September 12, 2008


CBOT Corn Review on Thursday: Drifts lower as trade awaits USDA report



Chicago Board of Trade corn futures drifted lower Thursday, with positioning and caution ahead of Friday's crop production report limiting price movement, traders said.


September corn, which is in delivery, ended down 1/4 cent to US$5.22 1/4. December corn ended down 3 1/2 cents to US$5.33 1/4 and March corn ended down 3 1/2 cents to US$5.52 1/4.


Thursday's market stalled due to "a cessation of trading interest ahead of tomorrow's report," said Joel Karlin, analyst for Western Milling.


"It appears the path of least resistance is lower," Karlin added.


Short-covering limited losses, traders said, as the market is oversold following consistent losses this week. But as with all recent climbs in the market, Thursday's rally was fleeting, a trader noted.


The USDA's crop production and supply and demand estimates will be released Friday at 8:30 a.m. EDT. Analysts on average expect the government to reduce its production estimate, to 12.152 billion bushels from 12.288 billion, and its yield estimate to 153.3 bushels per acre from 155 bushels.
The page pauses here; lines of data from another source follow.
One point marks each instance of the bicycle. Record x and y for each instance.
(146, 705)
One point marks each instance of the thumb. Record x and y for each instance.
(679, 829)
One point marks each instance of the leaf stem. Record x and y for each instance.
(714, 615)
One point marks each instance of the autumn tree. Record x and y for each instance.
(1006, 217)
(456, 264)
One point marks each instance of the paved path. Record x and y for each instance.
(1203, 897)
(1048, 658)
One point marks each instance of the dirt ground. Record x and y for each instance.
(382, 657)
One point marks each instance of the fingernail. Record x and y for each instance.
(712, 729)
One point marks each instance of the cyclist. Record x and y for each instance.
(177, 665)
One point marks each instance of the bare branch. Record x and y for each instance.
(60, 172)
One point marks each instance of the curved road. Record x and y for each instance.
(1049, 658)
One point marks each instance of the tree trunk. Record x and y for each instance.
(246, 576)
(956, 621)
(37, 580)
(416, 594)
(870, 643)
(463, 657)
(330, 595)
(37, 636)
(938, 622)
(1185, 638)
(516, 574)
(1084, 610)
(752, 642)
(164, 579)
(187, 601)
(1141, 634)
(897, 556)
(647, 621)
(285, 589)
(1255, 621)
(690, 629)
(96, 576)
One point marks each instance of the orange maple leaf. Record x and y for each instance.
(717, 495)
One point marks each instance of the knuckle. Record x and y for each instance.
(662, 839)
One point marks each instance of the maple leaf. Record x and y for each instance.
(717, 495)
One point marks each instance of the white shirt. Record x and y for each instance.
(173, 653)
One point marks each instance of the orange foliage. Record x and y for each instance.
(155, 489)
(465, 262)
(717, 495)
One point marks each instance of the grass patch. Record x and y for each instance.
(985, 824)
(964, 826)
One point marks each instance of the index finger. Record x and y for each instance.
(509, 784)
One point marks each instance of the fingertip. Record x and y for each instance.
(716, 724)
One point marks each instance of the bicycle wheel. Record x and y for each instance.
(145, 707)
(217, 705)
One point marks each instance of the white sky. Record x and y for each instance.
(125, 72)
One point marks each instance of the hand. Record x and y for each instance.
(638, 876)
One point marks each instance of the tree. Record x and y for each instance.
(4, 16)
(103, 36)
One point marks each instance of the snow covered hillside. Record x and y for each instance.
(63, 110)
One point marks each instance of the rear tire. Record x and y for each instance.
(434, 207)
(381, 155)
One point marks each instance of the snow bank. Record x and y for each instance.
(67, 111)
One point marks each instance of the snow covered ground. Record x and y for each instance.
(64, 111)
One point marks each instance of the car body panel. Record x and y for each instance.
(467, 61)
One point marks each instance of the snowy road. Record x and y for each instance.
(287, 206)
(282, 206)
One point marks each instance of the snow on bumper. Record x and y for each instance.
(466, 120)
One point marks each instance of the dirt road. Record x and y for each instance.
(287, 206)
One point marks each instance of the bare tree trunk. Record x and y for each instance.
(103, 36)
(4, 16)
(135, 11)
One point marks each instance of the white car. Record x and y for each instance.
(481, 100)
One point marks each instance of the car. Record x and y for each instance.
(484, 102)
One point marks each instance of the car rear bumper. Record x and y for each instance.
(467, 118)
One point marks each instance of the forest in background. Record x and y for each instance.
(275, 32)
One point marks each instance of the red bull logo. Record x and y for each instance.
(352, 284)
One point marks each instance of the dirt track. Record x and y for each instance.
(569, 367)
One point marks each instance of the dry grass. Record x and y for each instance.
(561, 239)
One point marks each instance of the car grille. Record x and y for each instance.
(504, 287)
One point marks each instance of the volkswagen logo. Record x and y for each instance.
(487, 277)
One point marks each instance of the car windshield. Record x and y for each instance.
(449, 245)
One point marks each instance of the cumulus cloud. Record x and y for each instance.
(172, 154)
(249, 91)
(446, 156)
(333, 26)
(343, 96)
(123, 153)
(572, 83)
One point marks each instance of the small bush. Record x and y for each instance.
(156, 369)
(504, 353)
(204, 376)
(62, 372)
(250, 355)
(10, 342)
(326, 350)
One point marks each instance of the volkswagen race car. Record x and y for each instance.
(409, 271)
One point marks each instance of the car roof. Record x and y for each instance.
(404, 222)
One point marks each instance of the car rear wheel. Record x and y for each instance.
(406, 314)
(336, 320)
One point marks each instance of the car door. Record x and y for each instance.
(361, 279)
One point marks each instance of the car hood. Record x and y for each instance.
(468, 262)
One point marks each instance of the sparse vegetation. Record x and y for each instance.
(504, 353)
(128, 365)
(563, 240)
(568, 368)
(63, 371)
Many traders and analysts say the report will not be a good indicator of final production numbers, because of a late planting season that has left the USDA with less information to analyze than they would normally have for the September report.


Bulls need a supportive report to finally spark a sustained rally, traders and analysts say.


"If it's a benign report, we'll return to trading the macro components we've kind of been a slave to," a trader said.


Prices have dropped steadily the past couple of weeks, from an intraday high of US$6.23 in the December contract Aug. 25. Some analysts said the market could be on the way to testing its low last month of US$5.04, especially if Friday's report isn't bullish.


Weather was not a major factor in Thursday's activity, although traders were eyeing Hurricane Ike, which is forecast to make landfall in Texas this week. Ike's remnants could provide some beneficial rains for the crop, but flooding is a concern, traders said.


CBOT oats futures continued their slide, with prices hitting their lowest point since early January. Trading was light Thursday, and oats remained under pressure from other grains and its own fundamental weakness, a trader said.


September oats ended down 7 1/2 cents to US$3.17 per bushel, December oats ended down 7 1/2 cents to US$3.30 and March oats ended down 7 1/2 cents to US$3.47 1/2.